Question

An ionization chamber with parallel conducting plates as anode and cathode has $5\times {10}^7$ electrons and the same number of singly-charged positive ions per $c{m}^3$. The electrons are moving at 0.4 m/s.
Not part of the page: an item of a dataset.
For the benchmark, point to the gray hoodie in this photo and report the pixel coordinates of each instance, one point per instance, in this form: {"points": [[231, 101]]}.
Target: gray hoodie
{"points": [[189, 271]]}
The current density from anode to cthode is $4\mu A/m^2$. The velocity (in m/s) of positive ions moving towards cathode is

Answer 1

Step 1: Current density due to electrons

Charge carrier density for electrons,
$n=5\times {10}^{7}c{m}^{-3}$

$=5\times {10}^7\times {10}^6{m}^{-3}$

$=5\times {10}^{13}{m}^{-3}$

Drift velocity of electron, ($\nu d)=0.4m/s$

$e=1.6\times {10}^{-19}C$

We know, current density $J=ne{\nu }_d$

So, $J_e=5\times {10}^{13}{m}^{-3}\times 1.6\times {10}^{-19}C\times 0.4m/s$

$J_e=3.2\times {10}^{-6}A{m}^{-2}$

So, current density of drifing electron is $3.2\times {10}^{-6}A{m}^{-2}$

Step 2: Current density of positive ions

Total current density will be sum of the current due to electrons and positive ions as both will create current in same direction (anode to cathode)
total current density $J=4\times {10}^{-6}A{m}^{-2}$
So,current density for positive ions,

$J_p=J-J_e=4\times {10}^{-6}A{m}^{-2}-3.2\times {10}^{-6}A{m}^{-2}$

$J_p=0.8\times {10}^{-6}A{m}^{-2}$

Step 3: Drift speed of positive ions
$J_p=ne{v}_d$

$n=5\times {10}^{13}{m}^{-3}$

$(v_d{)}_p=\frac{J_p}{ne}$

$=\frac{0.8\times {10}^{-6}A{m}^{-2}}{5\times {10}^{13}{m}^{-3}\times 1.6\times {10}^{-19}C}=0.1m/s$

So, drift velocity of positive ions is 0.1 m/s.

Hence, velocity of positive ions moving towards cathode is 0.1 m/s.